La bella celebración litúrgica, sus ornamentos, el ceremonial, el canto, las construcciones, arrebatan las almas hacia lo sobrenatural y las animan a abandonar las vías del pecado y progresar en la virtud. Si hay medios económicos, en el arte sacro, no hay que evitar lo bello porque sea más costoso y optar por lo feo si da menos gastos. Argumento bastante discutible.
En otros tiempos – en los cuales la imprenta aún no existía – el arte, las imágenes, los vitrales, etc., en las iglesias, eran como un libro donde aprendían los fieles las verdades de la fe.
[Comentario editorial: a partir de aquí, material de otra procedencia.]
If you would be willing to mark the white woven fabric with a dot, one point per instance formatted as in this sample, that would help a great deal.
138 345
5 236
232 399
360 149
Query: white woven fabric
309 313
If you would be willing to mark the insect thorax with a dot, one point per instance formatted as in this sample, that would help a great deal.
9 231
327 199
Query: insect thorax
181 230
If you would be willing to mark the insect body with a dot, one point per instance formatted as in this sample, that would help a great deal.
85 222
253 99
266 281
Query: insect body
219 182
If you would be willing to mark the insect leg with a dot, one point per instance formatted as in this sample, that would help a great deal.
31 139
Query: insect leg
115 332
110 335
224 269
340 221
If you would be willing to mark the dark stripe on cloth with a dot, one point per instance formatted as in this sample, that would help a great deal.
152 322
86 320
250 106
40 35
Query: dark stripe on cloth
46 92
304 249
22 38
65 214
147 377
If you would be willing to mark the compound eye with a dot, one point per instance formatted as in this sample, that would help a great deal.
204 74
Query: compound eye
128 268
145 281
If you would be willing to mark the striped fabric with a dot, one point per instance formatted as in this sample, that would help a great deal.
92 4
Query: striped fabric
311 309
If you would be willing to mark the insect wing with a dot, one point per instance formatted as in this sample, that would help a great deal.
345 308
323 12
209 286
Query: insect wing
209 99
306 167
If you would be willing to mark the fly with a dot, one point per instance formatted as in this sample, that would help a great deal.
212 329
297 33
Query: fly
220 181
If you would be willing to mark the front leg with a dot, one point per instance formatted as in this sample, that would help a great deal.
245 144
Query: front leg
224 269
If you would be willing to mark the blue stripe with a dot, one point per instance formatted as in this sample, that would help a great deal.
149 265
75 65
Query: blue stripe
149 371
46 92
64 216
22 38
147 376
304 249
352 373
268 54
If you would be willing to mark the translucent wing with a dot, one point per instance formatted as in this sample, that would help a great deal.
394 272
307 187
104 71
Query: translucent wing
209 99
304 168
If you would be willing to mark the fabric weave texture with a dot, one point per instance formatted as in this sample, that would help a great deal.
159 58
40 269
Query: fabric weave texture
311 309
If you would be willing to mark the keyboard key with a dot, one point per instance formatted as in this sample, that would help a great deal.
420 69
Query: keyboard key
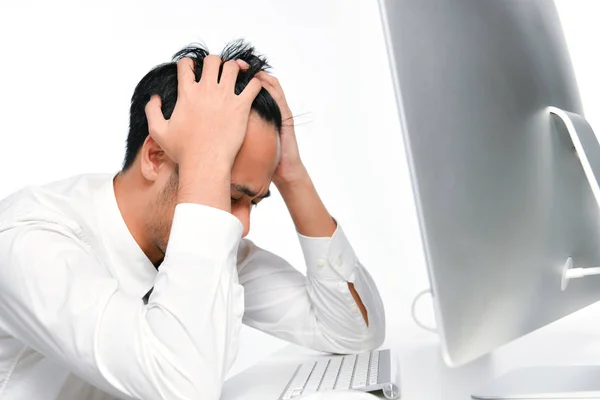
315 377
301 377
346 372
361 371
374 369
331 374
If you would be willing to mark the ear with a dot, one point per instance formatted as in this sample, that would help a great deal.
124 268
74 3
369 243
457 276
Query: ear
152 158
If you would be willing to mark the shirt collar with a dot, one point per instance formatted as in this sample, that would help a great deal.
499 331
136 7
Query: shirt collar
134 271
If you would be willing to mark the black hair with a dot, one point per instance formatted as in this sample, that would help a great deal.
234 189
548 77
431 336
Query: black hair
162 80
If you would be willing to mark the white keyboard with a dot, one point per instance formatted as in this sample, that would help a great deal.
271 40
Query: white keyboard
366 371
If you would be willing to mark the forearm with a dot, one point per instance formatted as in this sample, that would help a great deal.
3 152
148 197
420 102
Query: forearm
306 208
312 218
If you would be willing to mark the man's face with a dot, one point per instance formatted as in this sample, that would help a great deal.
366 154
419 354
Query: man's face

Lo indicaba Pablo VI: “el arte es un medio de incomparable eficacia para la evangelización” (22-10-1974).
La Iglesia incentiva se favorezca “un arte auténticamente sacro”, y que se excluyan “aquellas obras artísticas que repugnen a la fe, a las costumbres y a la piedad cristiana y ofendan el sentido auténticamente religioso, ya sea por la depravación de las formas, ya sea por la insuficiencia, la mediocridad o la falsedad del arte” (S.C., 124).
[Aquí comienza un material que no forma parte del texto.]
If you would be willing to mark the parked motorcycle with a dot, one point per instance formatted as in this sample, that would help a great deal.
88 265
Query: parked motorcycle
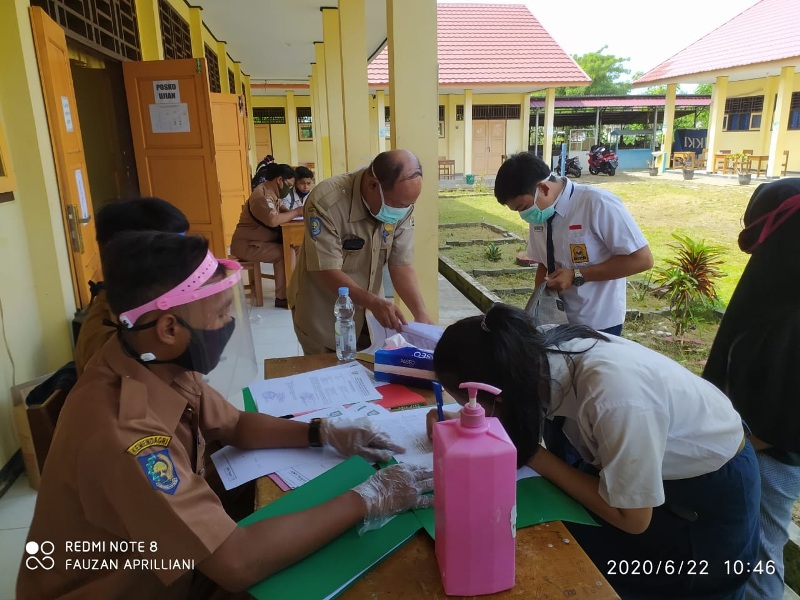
602 160
573 167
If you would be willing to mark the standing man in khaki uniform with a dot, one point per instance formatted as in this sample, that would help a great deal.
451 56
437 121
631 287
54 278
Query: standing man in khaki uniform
355 224
124 510
258 236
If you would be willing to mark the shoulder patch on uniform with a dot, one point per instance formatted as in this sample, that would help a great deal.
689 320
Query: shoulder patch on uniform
160 471
146 442
315 226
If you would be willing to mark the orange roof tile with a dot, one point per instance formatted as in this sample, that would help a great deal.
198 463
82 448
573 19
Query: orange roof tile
767 31
493 44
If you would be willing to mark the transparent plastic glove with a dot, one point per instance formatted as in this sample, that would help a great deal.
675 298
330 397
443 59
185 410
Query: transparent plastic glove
393 490
360 436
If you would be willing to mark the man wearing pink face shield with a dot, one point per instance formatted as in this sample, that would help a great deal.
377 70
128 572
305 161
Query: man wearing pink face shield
126 464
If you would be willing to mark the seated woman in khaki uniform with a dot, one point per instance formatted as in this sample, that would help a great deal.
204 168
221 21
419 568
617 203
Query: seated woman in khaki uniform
258 236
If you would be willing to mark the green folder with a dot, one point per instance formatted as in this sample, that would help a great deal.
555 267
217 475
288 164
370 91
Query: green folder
538 501
332 568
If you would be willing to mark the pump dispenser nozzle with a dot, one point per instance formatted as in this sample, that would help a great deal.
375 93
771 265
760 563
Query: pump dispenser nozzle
473 415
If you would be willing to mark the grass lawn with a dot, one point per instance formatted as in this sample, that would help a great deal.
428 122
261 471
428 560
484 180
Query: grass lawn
660 207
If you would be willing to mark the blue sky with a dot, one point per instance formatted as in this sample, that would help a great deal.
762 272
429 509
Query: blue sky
646 32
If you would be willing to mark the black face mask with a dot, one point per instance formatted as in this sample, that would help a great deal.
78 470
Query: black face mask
205 347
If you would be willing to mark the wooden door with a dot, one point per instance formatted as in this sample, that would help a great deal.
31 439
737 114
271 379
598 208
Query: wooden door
497 146
230 144
480 147
65 137
169 106
263 140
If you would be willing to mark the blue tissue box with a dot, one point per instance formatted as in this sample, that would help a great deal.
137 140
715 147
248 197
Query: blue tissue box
407 366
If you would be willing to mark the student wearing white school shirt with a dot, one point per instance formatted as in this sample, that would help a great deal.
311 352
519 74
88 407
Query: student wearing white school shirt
596 243
666 468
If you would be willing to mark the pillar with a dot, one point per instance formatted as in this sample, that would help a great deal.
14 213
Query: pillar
333 82
669 118
549 116
779 140
355 89
324 116
149 24
467 132
414 98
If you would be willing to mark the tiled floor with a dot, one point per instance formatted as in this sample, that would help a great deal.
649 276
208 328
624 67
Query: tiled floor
273 336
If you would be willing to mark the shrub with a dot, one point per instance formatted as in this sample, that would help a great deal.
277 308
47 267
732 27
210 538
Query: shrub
493 252
689 279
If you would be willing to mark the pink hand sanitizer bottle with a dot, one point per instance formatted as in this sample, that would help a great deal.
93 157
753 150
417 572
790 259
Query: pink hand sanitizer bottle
475 500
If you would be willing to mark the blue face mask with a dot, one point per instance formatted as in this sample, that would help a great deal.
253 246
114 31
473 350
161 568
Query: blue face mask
535 215
388 214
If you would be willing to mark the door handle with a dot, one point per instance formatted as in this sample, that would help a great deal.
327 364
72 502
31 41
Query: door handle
75 236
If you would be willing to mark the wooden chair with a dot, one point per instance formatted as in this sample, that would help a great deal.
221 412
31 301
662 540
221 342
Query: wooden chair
721 162
254 277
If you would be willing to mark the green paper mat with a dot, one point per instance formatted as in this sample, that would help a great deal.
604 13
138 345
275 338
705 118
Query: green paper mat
334 567
538 501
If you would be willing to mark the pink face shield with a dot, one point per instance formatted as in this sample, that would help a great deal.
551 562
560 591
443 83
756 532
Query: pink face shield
189 290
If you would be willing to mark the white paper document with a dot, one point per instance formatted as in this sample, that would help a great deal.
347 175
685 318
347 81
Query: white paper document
325 388
420 335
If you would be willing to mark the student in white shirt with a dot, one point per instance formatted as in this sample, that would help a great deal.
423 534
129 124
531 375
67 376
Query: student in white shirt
596 243
666 468
303 183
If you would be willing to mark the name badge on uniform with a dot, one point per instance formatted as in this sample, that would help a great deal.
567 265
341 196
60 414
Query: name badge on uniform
314 226
160 471
579 253
386 230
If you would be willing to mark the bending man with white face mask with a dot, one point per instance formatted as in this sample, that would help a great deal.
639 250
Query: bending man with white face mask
593 241
355 224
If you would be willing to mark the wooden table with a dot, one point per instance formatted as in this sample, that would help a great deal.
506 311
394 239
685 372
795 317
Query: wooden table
550 563
293 233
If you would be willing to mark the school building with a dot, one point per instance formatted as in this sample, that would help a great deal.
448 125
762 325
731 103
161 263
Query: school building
753 62
101 99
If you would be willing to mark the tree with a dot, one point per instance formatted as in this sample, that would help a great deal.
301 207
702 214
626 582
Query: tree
605 71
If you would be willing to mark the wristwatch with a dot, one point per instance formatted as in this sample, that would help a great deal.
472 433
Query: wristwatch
577 279
314 437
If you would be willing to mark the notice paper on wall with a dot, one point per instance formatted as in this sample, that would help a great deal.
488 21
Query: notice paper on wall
169 118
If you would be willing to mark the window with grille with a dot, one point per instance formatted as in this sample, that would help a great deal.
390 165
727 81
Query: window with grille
269 116
213 70
794 111
305 128
743 114
108 26
176 38
484 112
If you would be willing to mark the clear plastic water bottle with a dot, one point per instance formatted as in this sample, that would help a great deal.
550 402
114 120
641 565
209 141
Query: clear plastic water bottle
345 327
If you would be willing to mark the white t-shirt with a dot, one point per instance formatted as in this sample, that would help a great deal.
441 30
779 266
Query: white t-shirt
591 225
640 418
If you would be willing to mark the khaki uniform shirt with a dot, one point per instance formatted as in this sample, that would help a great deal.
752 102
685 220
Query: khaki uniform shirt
263 203
336 219
126 465
93 333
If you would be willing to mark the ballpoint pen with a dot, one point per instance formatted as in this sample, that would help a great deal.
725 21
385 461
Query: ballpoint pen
437 390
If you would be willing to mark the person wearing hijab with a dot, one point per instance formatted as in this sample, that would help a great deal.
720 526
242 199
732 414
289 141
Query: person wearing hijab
755 360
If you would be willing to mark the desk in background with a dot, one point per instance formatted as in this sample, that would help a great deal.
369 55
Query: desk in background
547 566
293 233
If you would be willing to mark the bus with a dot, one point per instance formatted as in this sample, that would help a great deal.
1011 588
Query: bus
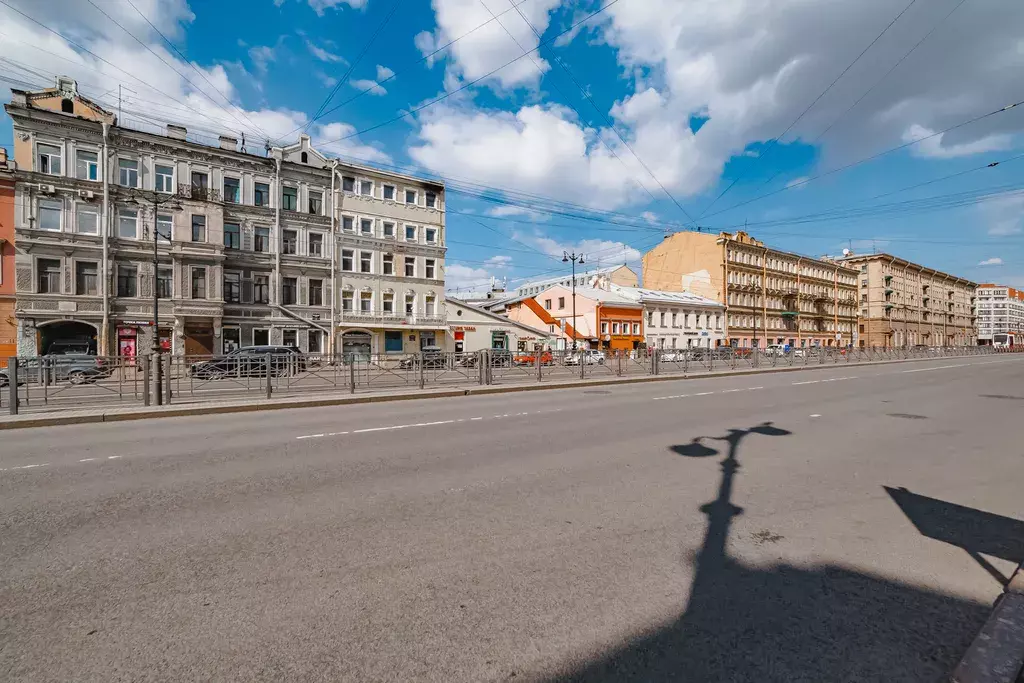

El arte y la belleza tienen el cometido de despertar a la humanidad y llevarla a redescubrir la profundidad de esa dimensión espiritual, porque la alianza establecida desde siempre entre el Evangelio y el arte es una invitación a adentrarse en el misterio del Dios encarnado.
Así como Dios se manifiesta en la Creación, las obras del hombre honesto reflejan el encanto de la virtud. Esta íntima relación entre la belleza material y la moral es el fundamento de la llamada “via pulchritudinis”: usar la belleza para llevar las almas hacia Dios. El mundo que vivimos, “tiene necesidad de la belleza para no caer en la desesperanza”, decía Pablo VI (8-12-65). El arte sacro, con su esplendor e inigualable función evangelizadora, expresándose través de signos, será un itinerario rumbo a Dios.